To fully realize this potential, the development of mRNA technology used in vaccines will be essential, but recent funding cuts in the US for mRNA vaccine initiatives pose a significant concern. “I would be surprised if this doesn’t impact such progress,” Bogunovic mentioned.

Beyond recognizing and neutralizing viruses with antibodies, our bodies have multiple inherent defenses. For instance, upon detecting a viral invasion, cells emit a critical signaling molecule called interferons. This activates around 1000 genes, resulting in the production of various antiviral proteins, each playing distinct protective roles. Some obstruct viral entry into cells and hinder the release of other viral particles.

While not all antiviral proteins are effective against every virus, their strategic combination can yield significant results. “Our innate immune system is remarkably robust,” Bogunovic observes.

Bogunovic points out that the rapid replication of respiratory viruses presents a challenge. However, if the body can proactively prepare these defenses, it could reduce viral replication and ensure that infections remain less severe, even before the immune system fully kicks in.

There were hopes of using interferon as a broad-spectrum antiviral, but the potential for severe side effects warranted caution. Thus, Bogunovic and his team are focusing instead on creating an antiviral agent composed of a select group of 1000 proteins induced by interferons.

They chose 10 specific proteins and introduced them into cells via mRNAs that encode these proteins. The mRNA delivery system allows for temporary protein production within targeted cells, which is critical as preformed proteins are often too large to enter cells in adequate amounts.

Experiments where human cells were infected with a range of viruses, including influenza and Zika, demonstrated that this mRNA cocktail effectively enhanced viral protection. This could provide the necessary head start in the body.

The team subsequently administered these mRNAs to the lungs of Golden Hamsters.

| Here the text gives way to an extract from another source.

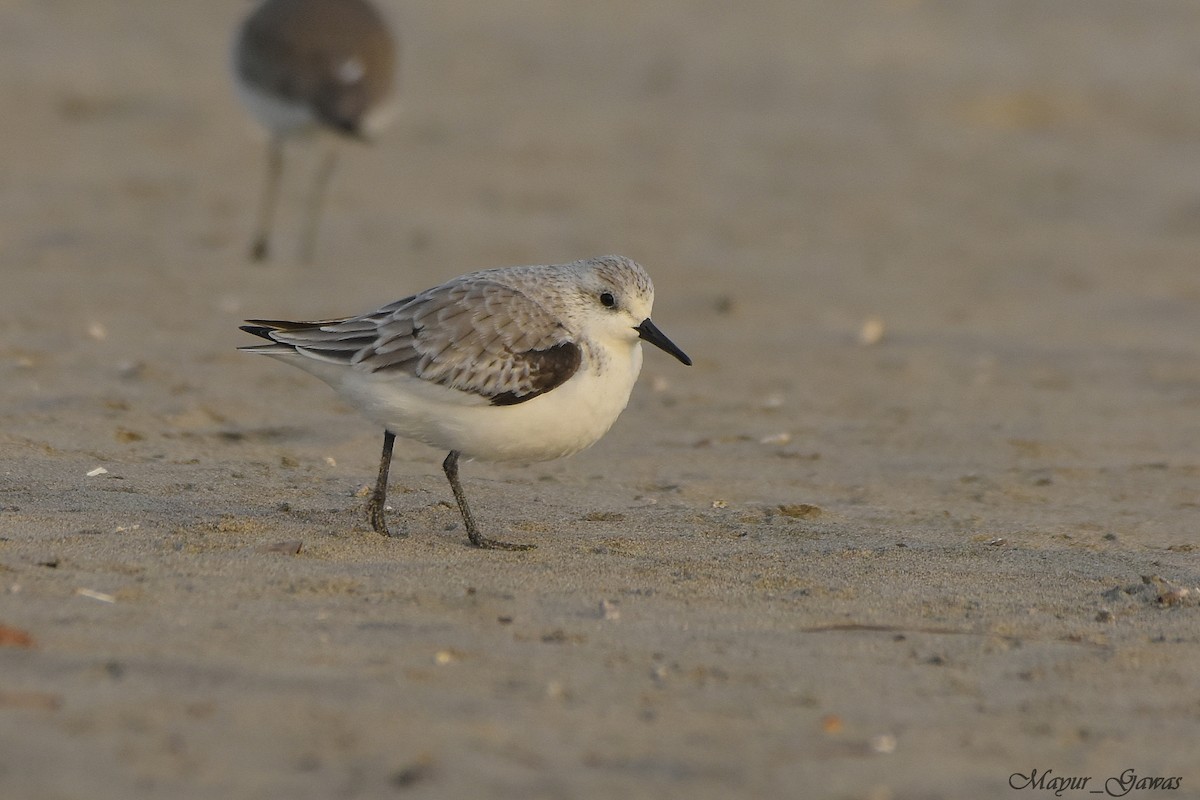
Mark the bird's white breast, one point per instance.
(563, 421)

The mRNA combination afforded strong protection against the SARS-CoV-2 virus, which causes Covid-19, drastically reducing viral loads in comparison to untreated counterparts. “I thought, ‘This could actually be a universal antiviral,’” Bogunovic says.

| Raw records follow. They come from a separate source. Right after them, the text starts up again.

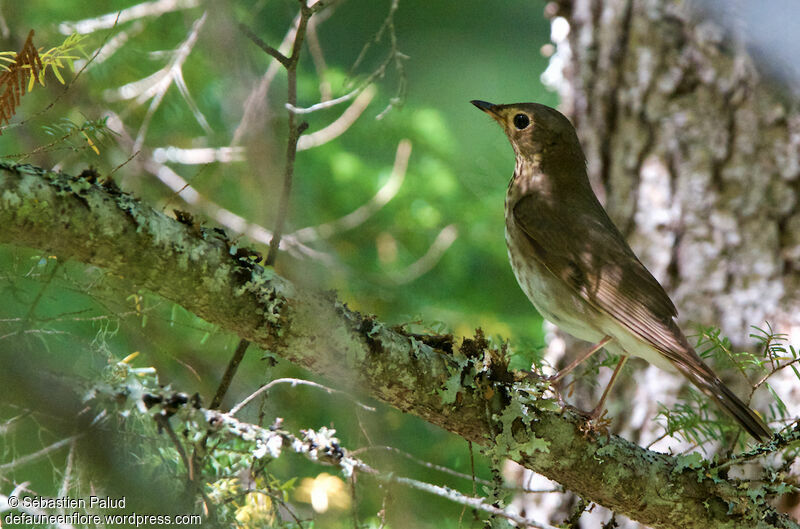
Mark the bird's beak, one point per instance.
(489, 108)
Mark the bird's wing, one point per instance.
(591, 256)
(583, 248)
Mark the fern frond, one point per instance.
(26, 67)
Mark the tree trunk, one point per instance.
(694, 155)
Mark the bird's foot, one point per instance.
(595, 421)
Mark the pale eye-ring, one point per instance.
(521, 121)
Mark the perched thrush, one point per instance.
(575, 266)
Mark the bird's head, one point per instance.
(538, 133)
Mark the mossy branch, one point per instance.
(463, 386)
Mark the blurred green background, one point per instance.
(75, 320)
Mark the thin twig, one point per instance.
(227, 378)
(452, 495)
(293, 382)
(294, 134)
(266, 48)
(163, 421)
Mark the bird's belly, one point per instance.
(551, 297)
(557, 303)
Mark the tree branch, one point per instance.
(464, 388)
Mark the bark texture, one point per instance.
(696, 156)
(462, 387)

Present antiviral medications are typically limited to specific viruses; hence, broad-spectrum treatments are immensely valuable. The breakthrough of antibiotics such as penicillin, which can eliminate a wide array of bacteria, has transformed medical practice.

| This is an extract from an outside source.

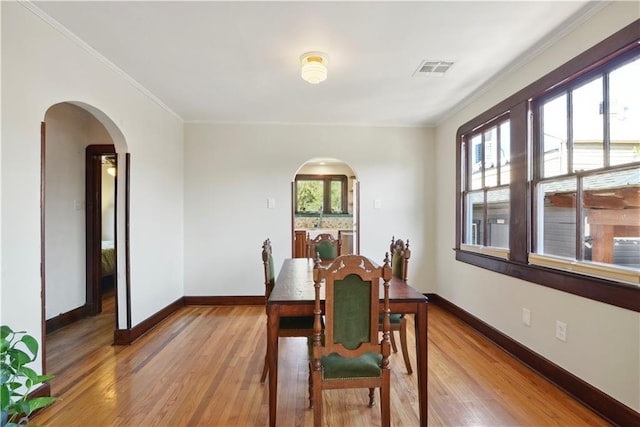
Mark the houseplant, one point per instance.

Moreover, some combinations of proteins activated by interferons may work particularly well against specific viruses, Bogunovic mentions. This same methodology could also help in formulating specialized antiviral agents.

Effectively delivering mRNA to a significant number of vulnerable cells remains crucial. Further advancements are required, as targeting specific cell types with mRNA continues to be challenging.

“This scenario is certainly intriguing and could lead to significant developments, but we are still a distance from implementing practical and adaptable solutions,” states Aris Katzourakis from Oxford University. “This research emphasizes the vast potential of mRNA technology extending beyond vaccines. The current trend of mRNA vaccine funding in the US will likely and regrettably hinder progress in both domains.”

While antibiotic resistance remains a pressing issue, Bogunovic believes it is unlikely that viruses will develop resistance to this type of antiviral approach, given its combination of various interferon-triggered proteins that target multiple phases of the virus’s lifecycle. This combined strategy has already yielded successes in HIV treatments.